The name of the genus is derived from the Greek selen, which means "moon", and pedium, which means "slipper" (referring to the pouch).

The seed capsules of these Central and South American lady's slipper orchids were formerly used as vanilla substitutes, but selenipediums are now rarely cultivated. Partly this is because of the difficulty of doing so, but is probably also due to the relatively small size of the Selenipedium's flower.
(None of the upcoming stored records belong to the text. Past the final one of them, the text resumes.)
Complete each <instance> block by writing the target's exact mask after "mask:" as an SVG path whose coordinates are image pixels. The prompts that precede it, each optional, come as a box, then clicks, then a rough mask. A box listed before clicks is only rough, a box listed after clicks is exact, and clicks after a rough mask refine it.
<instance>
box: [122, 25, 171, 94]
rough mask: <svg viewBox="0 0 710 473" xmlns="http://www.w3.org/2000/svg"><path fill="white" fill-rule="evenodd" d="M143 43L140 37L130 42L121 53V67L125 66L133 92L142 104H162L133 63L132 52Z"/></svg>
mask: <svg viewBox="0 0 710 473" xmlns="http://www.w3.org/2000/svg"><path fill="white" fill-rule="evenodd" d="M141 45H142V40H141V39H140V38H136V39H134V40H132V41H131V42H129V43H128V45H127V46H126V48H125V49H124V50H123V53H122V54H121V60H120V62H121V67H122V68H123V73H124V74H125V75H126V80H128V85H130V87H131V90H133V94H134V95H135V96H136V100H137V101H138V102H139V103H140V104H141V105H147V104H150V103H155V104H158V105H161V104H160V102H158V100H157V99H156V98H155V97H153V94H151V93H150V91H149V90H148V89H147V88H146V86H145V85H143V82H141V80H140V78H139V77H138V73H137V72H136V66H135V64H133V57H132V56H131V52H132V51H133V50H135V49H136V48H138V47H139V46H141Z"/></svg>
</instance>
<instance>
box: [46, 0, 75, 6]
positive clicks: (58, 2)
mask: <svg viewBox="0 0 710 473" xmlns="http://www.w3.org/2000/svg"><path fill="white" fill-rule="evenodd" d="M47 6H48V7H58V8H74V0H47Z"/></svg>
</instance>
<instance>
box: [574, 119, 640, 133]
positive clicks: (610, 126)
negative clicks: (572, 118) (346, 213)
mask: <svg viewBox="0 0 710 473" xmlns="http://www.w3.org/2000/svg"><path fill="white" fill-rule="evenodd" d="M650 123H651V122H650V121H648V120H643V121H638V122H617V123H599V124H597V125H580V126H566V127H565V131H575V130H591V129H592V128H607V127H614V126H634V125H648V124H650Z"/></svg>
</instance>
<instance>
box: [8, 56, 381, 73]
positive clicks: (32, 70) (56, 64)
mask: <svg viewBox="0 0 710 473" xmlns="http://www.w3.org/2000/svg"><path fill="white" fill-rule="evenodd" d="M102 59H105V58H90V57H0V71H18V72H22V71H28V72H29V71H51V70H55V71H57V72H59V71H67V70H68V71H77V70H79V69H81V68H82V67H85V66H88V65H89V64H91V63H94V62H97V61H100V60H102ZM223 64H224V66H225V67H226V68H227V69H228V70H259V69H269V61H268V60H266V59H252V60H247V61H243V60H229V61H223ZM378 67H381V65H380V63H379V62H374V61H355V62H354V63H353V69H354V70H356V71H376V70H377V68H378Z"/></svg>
The wild flower's Amazonian habitat is also under threat, so extinction is a risk for all species of Selenipedium.

Accepted species include:
- Selenipedium aequinoctiale Garay — Ecuador
- Selenipedium buenaventurae (Szlach. & Kolan.) P.J.Cribb
- Selenipedium chica Rchb.f.
- Selenipedium dodsonii P.J.Cribb
- Selenipedium isabelianum Barb.Rodr. — Brazil
- Selenipedium olgae Szlach. & Kolan.
- Selenipedium palmifolium (Lindl.) Rchb.f. & Warsz.
- Selenipedium steyermarkii Foldats — Brazil, Venezuela
- Selenipedium vanillocarpum Barb.Rodr. — Brazil

Allied genera include Paphiopedilum, Mexipedium, Cypripedium and Phragmipedium - a genus containing several species formerly known as Selenipedium, such as Selenipedium caricinum (now Phragmipedium caricinum), and Selenipedium laevigatum (now Paphiopedilum philippinense).